For any clarification or suggestion please post comments below.


  1. Great blog here! Additionalkly your web site lots up fast!
    What host are you using? Caan I am gettting
    your associate hyperlink on your host? I desire my site loaded up as fast ass yours lol

    My website peer2peer Software

  2. I was more than happy to uncover this site. I need to too thank you for youyr time for this wonderfull read!!
    I definitely appreciated every little bitt of it and i
    also have you book marked to see new information in your blog.

    Feell free to surf to my web page; bse sensex 30 -

  3. I am not sure where you're getting yolur information, but good
    topic. I needs to spend some time learning much more or understanding more.
    Thanks for magnificent info I waas looking ffor this
    information for my mission.

    Revieew my web site :: project management app

  4. Good day! I know this is kina off topic but I was wondering
    if you knew where I could locate a captcha plugin for my comment
    form? I'm using the same blog platform as yours and I'm having difficulty finding one?
    Thanks a lot!

    myweb-site ... free wallpapers download

  5. I'm not sure where you are getting your information, but good topic.
    I needs to spend some time learning more or understanding more.
    Thanks for great information I was looking for this
    info ffor my mission.

    my blog :: room wallpaper ()

  6. Fantastic articles is post by you in this blog. You give a nice thing. Thank you for such a nice article. Every word of this blog helps me to give detail to me.
    Visit: Data Analytics

  7. fastastic articles follow back thnks

  8. Thank you very much,nice article.

  9. Is process & thread are same in the linux point of view or different???

  10. Is that parent PID & child PID are same (or) different??

    For example one parent created a child, is there any possible to child became a parent??

    If child became a parent, what is the status of the original parent??

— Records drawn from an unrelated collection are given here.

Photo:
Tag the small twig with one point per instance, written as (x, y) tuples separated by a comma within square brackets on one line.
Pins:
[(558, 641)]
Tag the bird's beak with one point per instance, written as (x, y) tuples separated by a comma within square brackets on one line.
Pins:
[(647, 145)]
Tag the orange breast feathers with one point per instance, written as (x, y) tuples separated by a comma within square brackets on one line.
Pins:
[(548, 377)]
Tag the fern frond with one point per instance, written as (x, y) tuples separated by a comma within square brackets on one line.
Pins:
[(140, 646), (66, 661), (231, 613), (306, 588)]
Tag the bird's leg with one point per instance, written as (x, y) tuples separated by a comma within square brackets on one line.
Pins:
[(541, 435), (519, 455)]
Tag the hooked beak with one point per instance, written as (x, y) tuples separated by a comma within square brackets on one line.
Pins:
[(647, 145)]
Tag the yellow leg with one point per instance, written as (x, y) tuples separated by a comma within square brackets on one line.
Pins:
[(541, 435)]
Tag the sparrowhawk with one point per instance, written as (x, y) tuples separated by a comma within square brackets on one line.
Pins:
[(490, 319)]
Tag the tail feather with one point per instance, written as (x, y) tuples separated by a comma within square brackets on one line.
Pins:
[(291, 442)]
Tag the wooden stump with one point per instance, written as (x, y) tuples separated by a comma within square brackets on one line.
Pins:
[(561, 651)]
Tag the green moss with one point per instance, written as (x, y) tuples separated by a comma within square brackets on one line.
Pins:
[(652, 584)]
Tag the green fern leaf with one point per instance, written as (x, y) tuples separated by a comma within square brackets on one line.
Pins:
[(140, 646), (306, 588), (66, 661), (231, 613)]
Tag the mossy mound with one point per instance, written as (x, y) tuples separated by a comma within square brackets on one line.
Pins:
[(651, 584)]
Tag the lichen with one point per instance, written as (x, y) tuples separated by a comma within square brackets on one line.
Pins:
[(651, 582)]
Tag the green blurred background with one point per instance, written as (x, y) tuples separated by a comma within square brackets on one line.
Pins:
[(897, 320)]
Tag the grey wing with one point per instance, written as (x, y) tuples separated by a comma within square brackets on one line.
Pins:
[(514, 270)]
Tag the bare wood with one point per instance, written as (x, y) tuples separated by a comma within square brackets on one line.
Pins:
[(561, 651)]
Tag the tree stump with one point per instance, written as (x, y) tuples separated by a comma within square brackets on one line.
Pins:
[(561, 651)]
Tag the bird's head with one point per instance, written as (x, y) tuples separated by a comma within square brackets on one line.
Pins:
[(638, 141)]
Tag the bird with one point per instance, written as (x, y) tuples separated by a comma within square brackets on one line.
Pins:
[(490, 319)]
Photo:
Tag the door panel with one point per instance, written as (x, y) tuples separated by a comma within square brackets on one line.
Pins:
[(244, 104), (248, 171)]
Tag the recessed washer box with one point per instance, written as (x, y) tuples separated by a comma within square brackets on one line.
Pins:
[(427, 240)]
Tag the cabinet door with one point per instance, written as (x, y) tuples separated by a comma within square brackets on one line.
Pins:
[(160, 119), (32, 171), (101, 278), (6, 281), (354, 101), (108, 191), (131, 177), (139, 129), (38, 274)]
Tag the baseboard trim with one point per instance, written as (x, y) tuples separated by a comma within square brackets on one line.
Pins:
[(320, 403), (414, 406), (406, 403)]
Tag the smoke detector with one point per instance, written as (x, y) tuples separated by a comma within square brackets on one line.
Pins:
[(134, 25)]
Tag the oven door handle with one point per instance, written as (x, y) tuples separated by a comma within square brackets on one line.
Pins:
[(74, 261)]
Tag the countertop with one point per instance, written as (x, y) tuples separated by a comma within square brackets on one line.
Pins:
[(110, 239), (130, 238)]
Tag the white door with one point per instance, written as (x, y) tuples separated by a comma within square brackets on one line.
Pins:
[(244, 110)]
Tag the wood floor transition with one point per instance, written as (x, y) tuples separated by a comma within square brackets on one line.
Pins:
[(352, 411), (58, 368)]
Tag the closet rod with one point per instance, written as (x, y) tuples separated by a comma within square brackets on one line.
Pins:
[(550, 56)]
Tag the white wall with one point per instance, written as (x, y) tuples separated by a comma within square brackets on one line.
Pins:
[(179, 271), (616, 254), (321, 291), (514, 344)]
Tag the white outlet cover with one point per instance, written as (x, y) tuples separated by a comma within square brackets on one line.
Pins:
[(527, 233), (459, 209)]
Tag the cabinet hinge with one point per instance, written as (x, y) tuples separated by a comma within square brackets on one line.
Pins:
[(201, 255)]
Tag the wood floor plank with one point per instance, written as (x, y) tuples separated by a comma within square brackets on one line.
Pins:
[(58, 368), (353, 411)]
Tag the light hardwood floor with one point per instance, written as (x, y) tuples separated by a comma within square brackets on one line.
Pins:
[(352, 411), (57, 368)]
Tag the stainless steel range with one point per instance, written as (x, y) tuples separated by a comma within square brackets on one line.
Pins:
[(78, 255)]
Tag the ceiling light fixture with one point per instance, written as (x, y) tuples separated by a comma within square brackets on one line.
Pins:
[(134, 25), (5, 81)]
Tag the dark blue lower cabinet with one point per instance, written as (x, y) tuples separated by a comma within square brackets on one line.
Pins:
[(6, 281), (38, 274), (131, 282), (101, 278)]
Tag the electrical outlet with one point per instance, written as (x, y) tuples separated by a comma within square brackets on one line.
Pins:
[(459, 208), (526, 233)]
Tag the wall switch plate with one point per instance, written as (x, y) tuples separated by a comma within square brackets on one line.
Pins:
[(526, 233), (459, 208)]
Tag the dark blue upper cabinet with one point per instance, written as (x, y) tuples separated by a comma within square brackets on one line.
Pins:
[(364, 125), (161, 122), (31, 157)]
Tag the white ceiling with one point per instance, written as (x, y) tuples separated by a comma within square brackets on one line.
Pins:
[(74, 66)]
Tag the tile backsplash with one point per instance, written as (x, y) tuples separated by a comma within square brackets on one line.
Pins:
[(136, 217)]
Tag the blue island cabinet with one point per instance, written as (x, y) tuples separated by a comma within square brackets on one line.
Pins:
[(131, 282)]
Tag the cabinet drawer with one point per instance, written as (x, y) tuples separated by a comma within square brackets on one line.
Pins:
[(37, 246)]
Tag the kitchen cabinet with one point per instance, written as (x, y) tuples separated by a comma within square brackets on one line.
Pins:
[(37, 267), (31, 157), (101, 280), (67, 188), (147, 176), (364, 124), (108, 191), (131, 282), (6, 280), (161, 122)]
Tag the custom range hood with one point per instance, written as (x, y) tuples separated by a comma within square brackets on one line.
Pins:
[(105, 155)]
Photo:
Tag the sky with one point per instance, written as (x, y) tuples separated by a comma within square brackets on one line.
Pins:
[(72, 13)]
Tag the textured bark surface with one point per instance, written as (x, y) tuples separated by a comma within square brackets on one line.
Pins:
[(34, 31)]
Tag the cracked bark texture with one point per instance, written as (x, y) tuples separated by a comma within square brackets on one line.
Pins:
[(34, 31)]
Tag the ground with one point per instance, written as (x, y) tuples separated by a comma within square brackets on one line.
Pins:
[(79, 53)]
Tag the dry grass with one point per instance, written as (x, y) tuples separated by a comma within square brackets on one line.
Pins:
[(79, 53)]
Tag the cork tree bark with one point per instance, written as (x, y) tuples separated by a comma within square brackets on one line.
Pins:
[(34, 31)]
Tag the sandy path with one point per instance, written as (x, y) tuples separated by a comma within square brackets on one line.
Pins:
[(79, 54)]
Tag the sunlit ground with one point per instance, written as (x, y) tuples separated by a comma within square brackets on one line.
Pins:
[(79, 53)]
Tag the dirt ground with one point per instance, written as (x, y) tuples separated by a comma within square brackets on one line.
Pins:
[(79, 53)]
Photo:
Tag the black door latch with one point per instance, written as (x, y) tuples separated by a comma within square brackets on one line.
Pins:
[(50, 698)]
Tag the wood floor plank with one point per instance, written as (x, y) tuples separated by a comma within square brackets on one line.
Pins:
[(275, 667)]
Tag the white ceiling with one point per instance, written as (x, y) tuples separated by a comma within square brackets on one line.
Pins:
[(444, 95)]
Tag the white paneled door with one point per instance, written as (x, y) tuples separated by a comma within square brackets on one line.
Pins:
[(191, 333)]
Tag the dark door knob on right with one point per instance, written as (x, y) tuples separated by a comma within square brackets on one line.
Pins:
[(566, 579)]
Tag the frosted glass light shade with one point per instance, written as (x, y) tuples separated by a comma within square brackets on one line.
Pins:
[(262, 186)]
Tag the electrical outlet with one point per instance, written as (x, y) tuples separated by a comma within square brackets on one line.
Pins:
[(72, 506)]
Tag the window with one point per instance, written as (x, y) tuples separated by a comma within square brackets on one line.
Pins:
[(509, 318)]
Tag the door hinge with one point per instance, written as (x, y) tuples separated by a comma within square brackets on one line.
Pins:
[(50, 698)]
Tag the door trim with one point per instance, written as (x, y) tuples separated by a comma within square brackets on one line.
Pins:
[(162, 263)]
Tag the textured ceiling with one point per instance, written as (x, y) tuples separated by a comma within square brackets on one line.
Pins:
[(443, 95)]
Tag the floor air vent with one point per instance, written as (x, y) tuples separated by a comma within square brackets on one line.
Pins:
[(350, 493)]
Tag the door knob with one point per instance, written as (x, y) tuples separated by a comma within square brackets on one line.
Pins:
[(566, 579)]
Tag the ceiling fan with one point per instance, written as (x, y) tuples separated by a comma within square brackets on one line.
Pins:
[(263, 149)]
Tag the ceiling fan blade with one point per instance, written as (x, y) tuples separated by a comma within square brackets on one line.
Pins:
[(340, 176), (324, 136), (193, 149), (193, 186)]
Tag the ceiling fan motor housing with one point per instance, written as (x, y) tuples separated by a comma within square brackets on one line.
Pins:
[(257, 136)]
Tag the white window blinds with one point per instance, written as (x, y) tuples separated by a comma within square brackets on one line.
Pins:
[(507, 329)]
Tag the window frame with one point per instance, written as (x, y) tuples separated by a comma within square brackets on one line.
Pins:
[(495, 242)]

  11. It’s always so sweet and also full of a lot of fun for me personally and my office colleagues to search you blog a minimum of thrice in a week to see the new guidance you have got.
    nebosh course in chennai
    safety course in chennai

  12. Great article!
    Helped me understand a lot more.

    I wonder when fork() returns in the child process, what is inside the child process's stack? Does it contain a copy of the parent's stack before calling fork()?

  13. Good Post! Thank you so much for sharing this pretty post, it was so good to read and useful to improve my knowledge as updated one, keep blogging.Linux Online Training

  14. Thanks for sharing the valuable information. it’s really helpful.
    MEAN Stack Online Training

  15. Thanks for the greate post, you have my admirations!
    Probably people hope to see an update on this Linux topic.

    P.S. Only 1 software ninja can kill another software ninja!